「大松嶋」こと歌舞伎俳優先代片岡仁左衛門は、70歳を超えてから名優の評価が高まったが、晩年は全盲となった。しかし舞台には出続けて、菅丞相などを演じた。手取り足取り、まるで操り人形のように動かされる90歳の老人に、「名人!」などと声をかけていた。いい気なものだった。

昨日のティム・ウェークフィールドの登板も、大松嶋に似ていなくもない。もはやよれよれのナックルボール投手になんとか200勝を取らせるために、周囲が手取り足取り盛りたてたのだ。

シーズン当初からウェークフィールドは、今季限りの引退を表明し、あと7勝に迫った200勝を区切りにしたいと表明していた。7月24日に6勝を挙げてもう秒読みと思われたのだが、ここから8回先発をして勝ち星なし(3敗)。ボストン・レッドソックス=BOSはひと月ほど前までニューヨーク・ヤンキース=NYYと首位争いをしていたが、3位以下とは大きくゲーム差があいていて、ポストシーズン進出は確実と思われた。
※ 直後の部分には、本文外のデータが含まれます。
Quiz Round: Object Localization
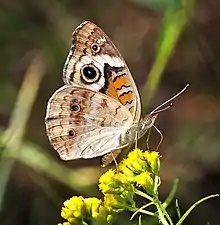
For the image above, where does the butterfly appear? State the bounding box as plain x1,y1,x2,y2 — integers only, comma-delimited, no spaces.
45,21,157,166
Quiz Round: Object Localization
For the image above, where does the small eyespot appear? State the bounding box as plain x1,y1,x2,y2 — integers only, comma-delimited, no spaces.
69,129,76,137
71,104,80,112
91,43,101,53
81,64,101,84
73,98,79,103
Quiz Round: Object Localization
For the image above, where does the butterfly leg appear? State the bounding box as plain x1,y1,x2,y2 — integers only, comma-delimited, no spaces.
153,125,163,150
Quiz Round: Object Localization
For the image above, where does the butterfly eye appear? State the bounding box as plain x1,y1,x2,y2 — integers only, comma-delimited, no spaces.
81,64,101,84
91,43,101,53
69,129,76,137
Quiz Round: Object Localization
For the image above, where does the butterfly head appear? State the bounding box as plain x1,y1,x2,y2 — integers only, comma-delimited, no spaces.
125,114,157,143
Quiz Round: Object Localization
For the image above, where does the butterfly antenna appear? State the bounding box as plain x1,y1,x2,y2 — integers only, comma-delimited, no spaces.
111,151,118,170
146,128,151,149
134,131,138,148
153,125,163,150
150,84,189,114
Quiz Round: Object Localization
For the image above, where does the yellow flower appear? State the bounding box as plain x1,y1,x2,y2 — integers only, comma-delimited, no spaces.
121,148,148,173
136,171,154,193
61,196,86,223
144,151,160,175
99,169,115,194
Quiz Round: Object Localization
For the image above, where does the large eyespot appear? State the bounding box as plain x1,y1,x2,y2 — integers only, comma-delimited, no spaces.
71,104,80,112
91,43,101,53
81,64,101,84
68,129,76,137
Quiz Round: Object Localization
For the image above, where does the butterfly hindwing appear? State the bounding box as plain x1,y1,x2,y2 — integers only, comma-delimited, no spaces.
45,85,133,160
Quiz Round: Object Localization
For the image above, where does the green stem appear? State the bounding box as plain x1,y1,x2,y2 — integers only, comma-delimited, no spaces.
154,195,173,225
130,202,155,220
135,189,153,202
162,178,179,209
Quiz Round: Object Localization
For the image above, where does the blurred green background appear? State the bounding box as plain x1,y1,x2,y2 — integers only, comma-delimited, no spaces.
0,0,220,225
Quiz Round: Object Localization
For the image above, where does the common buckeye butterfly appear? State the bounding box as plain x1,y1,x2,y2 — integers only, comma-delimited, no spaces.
45,21,161,166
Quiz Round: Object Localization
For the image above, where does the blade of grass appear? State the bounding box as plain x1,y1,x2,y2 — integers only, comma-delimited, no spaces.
176,194,219,225
142,0,195,108
0,53,45,211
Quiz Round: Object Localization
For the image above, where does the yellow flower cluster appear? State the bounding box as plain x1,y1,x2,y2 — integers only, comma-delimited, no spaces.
59,149,160,225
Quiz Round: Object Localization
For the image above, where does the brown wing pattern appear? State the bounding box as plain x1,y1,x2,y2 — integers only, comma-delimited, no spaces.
45,86,133,160
63,21,141,122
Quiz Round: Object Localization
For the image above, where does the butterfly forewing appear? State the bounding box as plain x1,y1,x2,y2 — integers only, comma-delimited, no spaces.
63,21,141,122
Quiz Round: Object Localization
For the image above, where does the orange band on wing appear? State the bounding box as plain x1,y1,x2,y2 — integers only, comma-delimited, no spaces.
119,92,134,105
114,76,129,90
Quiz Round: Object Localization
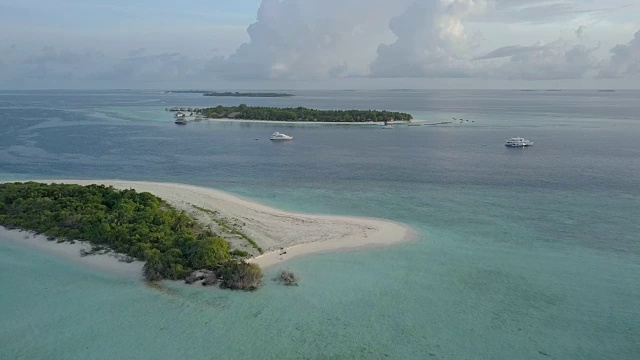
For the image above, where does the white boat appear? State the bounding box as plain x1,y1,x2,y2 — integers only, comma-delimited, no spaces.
504,137,533,147
269,131,293,140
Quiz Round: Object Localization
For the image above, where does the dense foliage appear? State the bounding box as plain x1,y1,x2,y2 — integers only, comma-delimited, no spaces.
0,182,260,288
203,91,294,97
197,104,413,122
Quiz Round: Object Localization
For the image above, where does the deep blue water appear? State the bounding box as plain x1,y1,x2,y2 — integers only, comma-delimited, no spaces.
0,90,640,359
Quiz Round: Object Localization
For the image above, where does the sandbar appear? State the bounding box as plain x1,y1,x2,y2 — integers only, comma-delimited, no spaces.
2,179,416,267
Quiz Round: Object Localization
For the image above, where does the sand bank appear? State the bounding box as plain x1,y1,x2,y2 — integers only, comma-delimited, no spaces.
204,118,412,126
2,180,415,267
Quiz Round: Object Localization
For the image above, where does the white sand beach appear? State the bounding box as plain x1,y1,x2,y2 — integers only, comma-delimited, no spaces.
10,180,416,267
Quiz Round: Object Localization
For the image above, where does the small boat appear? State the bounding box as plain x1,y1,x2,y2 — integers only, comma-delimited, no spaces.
269,131,293,140
504,137,533,147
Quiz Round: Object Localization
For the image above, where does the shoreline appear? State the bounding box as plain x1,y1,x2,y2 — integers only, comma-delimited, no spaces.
198,118,416,126
0,179,417,268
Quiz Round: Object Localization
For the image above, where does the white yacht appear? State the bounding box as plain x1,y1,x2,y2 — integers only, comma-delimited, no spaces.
269,131,293,140
504,137,533,147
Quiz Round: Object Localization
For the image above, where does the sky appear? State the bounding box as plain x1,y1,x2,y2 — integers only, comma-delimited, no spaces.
0,0,640,90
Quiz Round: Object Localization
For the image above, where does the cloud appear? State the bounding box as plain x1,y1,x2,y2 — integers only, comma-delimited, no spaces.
24,46,99,65
599,31,640,78
484,0,628,23
475,39,598,80
89,49,204,83
576,25,587,39
219,0,410,80
371,0,486,78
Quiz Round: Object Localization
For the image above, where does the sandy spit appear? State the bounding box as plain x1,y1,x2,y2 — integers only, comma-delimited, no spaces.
3,180,416,267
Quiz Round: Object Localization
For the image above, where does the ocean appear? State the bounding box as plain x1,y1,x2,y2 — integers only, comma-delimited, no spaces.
0,90,640,359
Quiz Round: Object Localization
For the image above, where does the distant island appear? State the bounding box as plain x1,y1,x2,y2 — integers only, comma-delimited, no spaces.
163,90,295,97
195,104,413,123
0,182,262,290
203,91,295,97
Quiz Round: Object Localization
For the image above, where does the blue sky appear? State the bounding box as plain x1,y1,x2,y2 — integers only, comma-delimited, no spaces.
0,0,640,89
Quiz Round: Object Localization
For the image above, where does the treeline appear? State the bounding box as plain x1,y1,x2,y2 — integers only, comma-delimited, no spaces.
0,182,261,290
197,104,413,122
203,91,294,97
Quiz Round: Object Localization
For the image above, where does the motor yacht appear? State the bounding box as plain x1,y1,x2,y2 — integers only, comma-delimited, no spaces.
504,137,533,147
269,131,293,140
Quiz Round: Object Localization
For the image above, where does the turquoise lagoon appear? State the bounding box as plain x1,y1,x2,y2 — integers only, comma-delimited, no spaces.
0,91,640,359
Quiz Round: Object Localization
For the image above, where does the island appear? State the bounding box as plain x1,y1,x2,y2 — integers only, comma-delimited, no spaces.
203,91,295,97
0,182,262,290
0,180,416,290
162,90,295,97
195,104,413,123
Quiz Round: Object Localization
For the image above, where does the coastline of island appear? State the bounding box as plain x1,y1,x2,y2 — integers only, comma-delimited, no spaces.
194,104,413,124
162,90,295,97
0,180,417,282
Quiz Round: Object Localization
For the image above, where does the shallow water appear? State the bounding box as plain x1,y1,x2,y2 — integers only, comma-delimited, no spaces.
0,91,640,359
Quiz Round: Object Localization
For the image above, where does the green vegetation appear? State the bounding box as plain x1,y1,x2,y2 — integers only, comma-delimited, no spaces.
203,91,295,97
0,182,262,290
165,90,295,97
197,104,413,122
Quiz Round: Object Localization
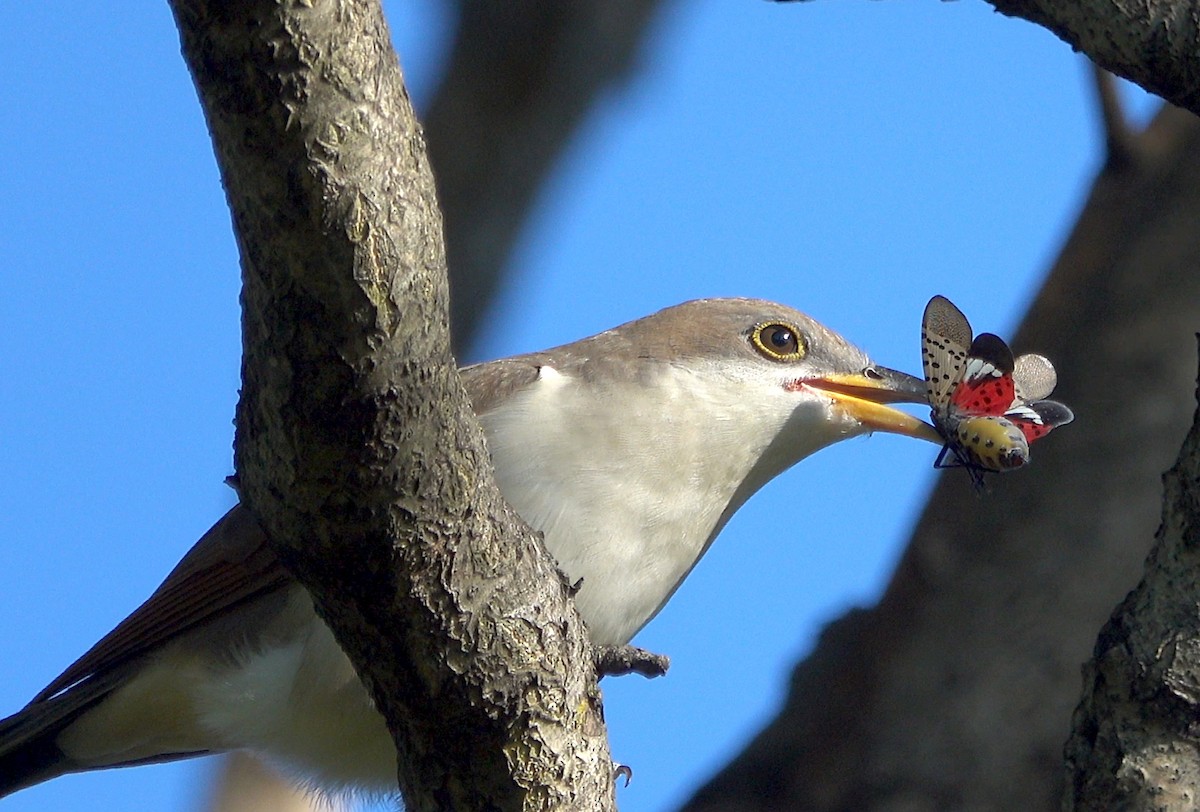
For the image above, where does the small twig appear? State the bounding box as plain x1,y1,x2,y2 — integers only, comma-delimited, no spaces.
595,645,671,679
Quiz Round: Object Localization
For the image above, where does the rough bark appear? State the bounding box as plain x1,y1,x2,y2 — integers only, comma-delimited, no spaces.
172,0,613,810
1063,345,1200,812
426,0,662,350
988,0,1200,114
685,98,1200,812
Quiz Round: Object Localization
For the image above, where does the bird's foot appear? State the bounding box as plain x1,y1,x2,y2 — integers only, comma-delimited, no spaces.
612,764,634,787
595,645,671,678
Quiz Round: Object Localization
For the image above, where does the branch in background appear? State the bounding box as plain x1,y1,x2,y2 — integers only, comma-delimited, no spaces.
988,0,1200,114
172,0,613,811
1063,336,1200,812
211,0,665,812
425,0,661,353
686,101,1200,812
1091,62,1139,169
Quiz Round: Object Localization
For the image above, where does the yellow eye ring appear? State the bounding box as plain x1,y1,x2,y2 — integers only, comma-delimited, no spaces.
750,321,809,361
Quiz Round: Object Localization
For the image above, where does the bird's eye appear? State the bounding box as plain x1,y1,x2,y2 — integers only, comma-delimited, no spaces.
750,321,808,361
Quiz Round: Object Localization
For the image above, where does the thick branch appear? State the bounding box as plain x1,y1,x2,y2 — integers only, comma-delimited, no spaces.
1063,336,1200,812
173,0,612,810
988,0,1200,113
686,107,1200,812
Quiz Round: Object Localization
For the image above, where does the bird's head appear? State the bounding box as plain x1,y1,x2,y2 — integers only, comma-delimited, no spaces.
608,299,942,453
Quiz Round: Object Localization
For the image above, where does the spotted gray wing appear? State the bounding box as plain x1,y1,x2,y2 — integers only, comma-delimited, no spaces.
1013,353,1058,402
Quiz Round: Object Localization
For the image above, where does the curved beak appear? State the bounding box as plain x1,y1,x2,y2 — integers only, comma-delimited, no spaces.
804,365,944,445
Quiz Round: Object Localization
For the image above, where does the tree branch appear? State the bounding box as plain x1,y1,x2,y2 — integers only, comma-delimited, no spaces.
988,0,1200,113
426,0,661,350
685,101,1200,812
172,0,613,810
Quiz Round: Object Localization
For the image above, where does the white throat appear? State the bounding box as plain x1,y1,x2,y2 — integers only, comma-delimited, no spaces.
480,363,857,643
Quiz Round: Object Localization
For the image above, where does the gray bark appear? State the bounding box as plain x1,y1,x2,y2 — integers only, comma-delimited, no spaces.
685,93,1200,812
165,0,613,810
988,0,1200,113
1063,345,1200,812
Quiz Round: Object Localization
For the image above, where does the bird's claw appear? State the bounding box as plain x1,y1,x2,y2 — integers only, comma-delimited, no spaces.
595,645,671,679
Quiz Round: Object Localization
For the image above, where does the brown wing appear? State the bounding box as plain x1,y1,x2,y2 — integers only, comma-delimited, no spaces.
34,505,290,702
458,354,548,415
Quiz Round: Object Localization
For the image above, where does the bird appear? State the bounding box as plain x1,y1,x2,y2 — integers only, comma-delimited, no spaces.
0,299,942,796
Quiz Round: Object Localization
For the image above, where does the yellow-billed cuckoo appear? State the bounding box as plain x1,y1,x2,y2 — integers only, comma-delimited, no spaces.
0,299,941,794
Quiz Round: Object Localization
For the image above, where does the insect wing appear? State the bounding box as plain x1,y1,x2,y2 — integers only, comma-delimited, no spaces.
950,332,1016,417
1004,401,1075,443
920,296,971,411
1013,353,1069,400
955,415,1030,471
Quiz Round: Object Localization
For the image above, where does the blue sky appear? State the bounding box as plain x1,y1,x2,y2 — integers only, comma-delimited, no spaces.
0,0,1152,812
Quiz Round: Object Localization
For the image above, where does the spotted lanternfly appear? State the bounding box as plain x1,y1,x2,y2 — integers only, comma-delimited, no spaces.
920,296,1075,486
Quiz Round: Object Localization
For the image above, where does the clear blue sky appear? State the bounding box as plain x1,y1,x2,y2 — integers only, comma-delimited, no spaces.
0,0,1150,812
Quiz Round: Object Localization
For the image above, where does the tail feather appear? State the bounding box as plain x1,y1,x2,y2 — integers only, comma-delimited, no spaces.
0,696,90,798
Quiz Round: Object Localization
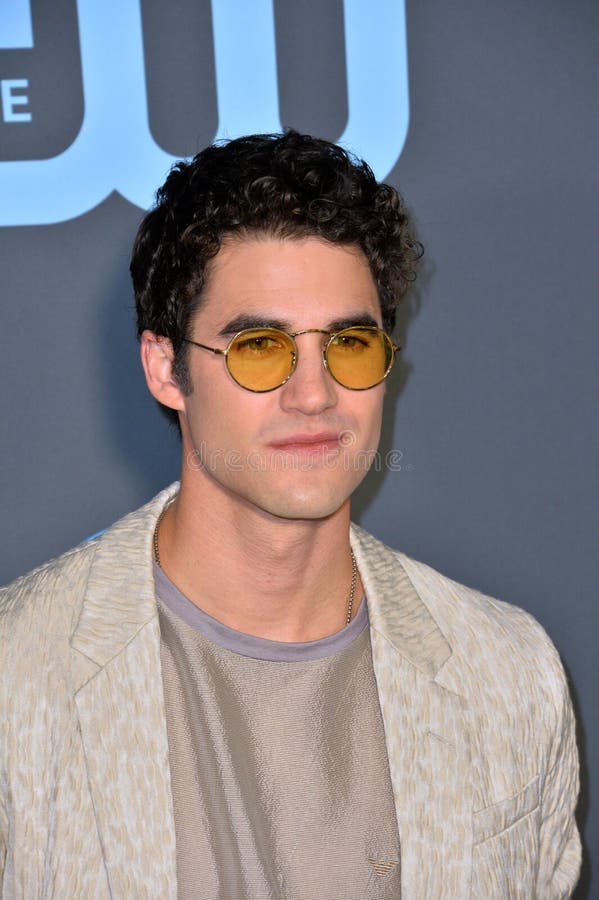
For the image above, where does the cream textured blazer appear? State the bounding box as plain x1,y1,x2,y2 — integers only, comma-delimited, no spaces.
0,485,580,900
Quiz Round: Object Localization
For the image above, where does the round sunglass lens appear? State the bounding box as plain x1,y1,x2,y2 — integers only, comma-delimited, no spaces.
227,328,295,392
326,326,393,391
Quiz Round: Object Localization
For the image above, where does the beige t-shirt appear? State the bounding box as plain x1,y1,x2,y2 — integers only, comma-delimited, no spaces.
155,566,400,900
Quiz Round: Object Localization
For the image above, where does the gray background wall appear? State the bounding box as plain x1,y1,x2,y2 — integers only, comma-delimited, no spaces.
0,0,599,898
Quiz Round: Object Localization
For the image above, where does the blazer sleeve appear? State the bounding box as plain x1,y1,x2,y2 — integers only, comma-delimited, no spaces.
536,653,581,900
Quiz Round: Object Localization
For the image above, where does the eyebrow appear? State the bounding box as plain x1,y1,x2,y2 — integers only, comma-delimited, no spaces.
219,312,379,337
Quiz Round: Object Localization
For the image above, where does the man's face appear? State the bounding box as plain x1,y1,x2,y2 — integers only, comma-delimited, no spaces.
180,238,385,519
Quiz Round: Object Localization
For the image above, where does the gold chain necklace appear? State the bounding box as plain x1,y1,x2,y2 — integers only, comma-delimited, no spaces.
152,500,358,625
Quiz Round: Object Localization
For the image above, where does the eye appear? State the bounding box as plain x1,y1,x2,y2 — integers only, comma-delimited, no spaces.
234,334,284,356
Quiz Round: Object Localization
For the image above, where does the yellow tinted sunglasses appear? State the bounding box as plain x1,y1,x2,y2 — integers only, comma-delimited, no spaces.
183,325,401,393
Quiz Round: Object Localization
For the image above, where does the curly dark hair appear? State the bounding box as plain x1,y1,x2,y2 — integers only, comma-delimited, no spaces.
131,130,422,392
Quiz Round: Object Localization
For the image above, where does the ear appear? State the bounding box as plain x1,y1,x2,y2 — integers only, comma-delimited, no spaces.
140,330,184,410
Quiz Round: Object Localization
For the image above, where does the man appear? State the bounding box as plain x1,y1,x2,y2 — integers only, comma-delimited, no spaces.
0,132,580,900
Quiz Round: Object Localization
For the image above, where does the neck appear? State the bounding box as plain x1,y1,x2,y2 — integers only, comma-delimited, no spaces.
159,478,362,641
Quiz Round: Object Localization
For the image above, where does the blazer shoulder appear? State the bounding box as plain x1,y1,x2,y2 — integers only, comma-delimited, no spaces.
353,526,566,702
0,538,98,643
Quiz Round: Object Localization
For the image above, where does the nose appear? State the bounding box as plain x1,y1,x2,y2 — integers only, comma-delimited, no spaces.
280,334,337,416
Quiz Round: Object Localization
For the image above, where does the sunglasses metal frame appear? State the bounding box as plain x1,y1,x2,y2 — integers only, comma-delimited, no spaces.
183,325,401,394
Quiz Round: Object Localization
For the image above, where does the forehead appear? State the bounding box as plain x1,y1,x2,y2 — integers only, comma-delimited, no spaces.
197,237,380,328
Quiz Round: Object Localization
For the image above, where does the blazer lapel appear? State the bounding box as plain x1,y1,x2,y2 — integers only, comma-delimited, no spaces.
71,485,177,900
352,526,472,900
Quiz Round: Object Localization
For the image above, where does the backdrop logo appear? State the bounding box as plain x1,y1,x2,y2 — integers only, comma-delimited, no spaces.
0,0,408,225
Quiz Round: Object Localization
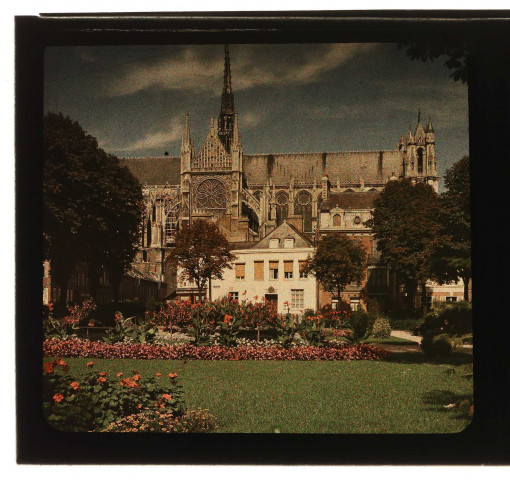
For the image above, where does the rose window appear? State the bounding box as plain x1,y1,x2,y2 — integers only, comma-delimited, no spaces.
195,178,227,209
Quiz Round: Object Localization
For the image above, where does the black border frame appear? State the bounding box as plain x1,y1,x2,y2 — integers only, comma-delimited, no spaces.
15,11,510,465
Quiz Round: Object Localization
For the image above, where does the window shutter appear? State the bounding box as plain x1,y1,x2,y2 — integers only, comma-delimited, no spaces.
236,263,244,278
253,262,264,280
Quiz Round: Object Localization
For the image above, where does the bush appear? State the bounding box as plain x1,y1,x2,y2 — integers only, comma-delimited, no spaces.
370,317,391,338
43,339,390,361
43,358,184,431
103,409,218,433
346,310,375,343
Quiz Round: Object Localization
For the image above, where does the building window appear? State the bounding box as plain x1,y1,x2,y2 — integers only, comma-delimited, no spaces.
283,238,294,248
283,260,294,278
253,261,264,280
236,263,244,280
290,289,305,310
269,238,280,248
269,262,278,280
298,260,308,278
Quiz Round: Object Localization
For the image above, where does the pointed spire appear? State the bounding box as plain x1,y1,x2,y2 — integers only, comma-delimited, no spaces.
181,112,191,152
427,115,434,133
232,112,241,149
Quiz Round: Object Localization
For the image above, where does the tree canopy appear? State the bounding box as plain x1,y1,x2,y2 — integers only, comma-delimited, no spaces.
43,113,142,303
168,219,235,296
433,156,471,301
367,179,441,308
305,233,367,308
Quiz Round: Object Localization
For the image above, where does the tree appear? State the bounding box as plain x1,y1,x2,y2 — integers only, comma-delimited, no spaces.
433,156,471,301
43,113,142,304
366,179,440,311
168,219,235,298
305,234,367,310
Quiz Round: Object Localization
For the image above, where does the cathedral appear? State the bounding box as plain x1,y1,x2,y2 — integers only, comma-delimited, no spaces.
121,46,439,304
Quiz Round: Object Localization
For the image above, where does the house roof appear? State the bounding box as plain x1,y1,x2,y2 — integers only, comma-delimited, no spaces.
252,220,313,249
321,192,380,211
120,156,181,185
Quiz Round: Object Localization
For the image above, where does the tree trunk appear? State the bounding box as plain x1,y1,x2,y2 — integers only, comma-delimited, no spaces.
421,282,428,316
462,277,470,302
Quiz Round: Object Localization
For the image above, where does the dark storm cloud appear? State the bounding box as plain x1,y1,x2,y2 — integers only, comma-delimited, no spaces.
45,44,468,189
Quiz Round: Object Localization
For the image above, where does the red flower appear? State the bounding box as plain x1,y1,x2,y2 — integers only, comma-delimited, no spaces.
44,362,53,373
53,393,64,403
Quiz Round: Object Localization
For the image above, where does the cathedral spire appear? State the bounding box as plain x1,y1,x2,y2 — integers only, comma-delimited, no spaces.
218,45,235,153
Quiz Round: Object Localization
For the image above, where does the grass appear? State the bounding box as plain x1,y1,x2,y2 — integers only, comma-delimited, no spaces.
48,352,472,433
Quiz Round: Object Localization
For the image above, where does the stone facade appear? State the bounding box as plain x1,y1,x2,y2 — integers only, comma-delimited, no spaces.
121,47,439,304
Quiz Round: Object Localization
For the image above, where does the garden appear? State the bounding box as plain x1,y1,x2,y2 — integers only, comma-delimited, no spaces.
43,299,473,433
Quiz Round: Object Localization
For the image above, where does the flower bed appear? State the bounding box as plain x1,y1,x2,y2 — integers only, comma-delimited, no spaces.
43,339,391,360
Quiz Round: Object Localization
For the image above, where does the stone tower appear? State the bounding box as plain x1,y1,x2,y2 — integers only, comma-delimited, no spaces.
398,111,439,192
218,45,235,153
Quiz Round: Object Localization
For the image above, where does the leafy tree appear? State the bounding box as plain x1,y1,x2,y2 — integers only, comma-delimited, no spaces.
167,219,235,297
305,234,367,310
366,179,440,310
43,113,142,304
433,156,471,301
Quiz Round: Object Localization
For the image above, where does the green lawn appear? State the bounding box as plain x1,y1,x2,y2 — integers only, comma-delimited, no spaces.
48,352,472,433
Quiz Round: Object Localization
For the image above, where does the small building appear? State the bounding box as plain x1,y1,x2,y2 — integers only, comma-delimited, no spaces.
212,220,318,314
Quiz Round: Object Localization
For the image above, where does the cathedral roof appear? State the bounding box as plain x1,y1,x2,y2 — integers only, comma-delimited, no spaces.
243,150,402,184
321,192,380,211
119,156,181,185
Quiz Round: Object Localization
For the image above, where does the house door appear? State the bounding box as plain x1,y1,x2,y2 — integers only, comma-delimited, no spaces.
266,293,278,307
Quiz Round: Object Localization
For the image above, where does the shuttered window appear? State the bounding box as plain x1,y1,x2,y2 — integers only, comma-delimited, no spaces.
283,260,294,278
269,262,278,280
236,263,244,280
299,260,308,278
253,262,264,280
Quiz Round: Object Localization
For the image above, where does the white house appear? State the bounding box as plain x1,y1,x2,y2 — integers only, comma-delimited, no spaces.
212,221,318,314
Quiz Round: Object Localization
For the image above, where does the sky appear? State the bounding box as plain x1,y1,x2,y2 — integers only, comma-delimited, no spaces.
44,44,468,188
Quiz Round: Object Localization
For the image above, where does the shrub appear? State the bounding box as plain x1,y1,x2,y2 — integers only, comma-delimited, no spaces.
43,358,184,431
43,300,96,340
370,317,391,338
103,312,157,344
346,310,375,343
103,409,218,433
43,339,390,361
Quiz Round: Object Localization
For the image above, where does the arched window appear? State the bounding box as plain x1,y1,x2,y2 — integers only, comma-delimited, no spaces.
165,212,177,246
276,192,289,226
418,148,423,173
294,190,312,233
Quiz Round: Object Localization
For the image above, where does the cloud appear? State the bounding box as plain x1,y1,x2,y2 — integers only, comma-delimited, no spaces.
113,119,183,152
105,44,377,96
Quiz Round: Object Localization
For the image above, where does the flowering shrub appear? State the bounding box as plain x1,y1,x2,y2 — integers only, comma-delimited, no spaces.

しかし、この一か月間13勝15敗と負け越して、大股で追いかけてきたタンパベイ・レイズ=TBと4ゲーム差になっていた。ウェークフィールドの花道作りに協力できるゆとりはほとんどなくなっていたのだ。






この日のウェークフィールドがさして調子が良かったわけではない。相変わらず中学生が投げるようなスピードのボールがお手玉のようにミットに収まっていく。

もともと体力がいらない投法とされているが、全盛期に比べればコントロールが悪くなった。また、ボールがあまり動かなくなった。

5点を失ったが、これもふつうの数字。昨日は見方が18点を取ったので、6回96球を投げて悠々と引っ込んだ。ウェークフィールドのライフタイムSTATS。




88年のドラフトは隻腕の名投手ジム・アボット、ロビン・ベンチュラやルイス・ゴンザレスと同期。一塁手として入団し、マイナーで投手に転向。以後、90%以上ナックルを投げ続けてここまで至った。45歳。捕手がファーストミットのような特製ミットを使って、横向きでボールをつかむこと、肩に負担がかからないために先発と中継ぎをこなせることなど様々な話題を振りまきながら、19年間投げてきた。

200勝はMLBで109人目に過ぎない。殿堂入りはまず難しいが、スピードとパワーで勝負するMLBにあって、飄々と生きてきた姿が貴重だ。

MLBにはニューヨーク・メッツのR.A.ディッキーやチャーリー・ヘイガーなどがいる。しかし、ここまでの成績を上げるナックルボーラーはしばらくでないだろう。昨日はNYYのリベラが600セーブをあげているが、あえてウェークフィールドの偉業を先に讃えたい。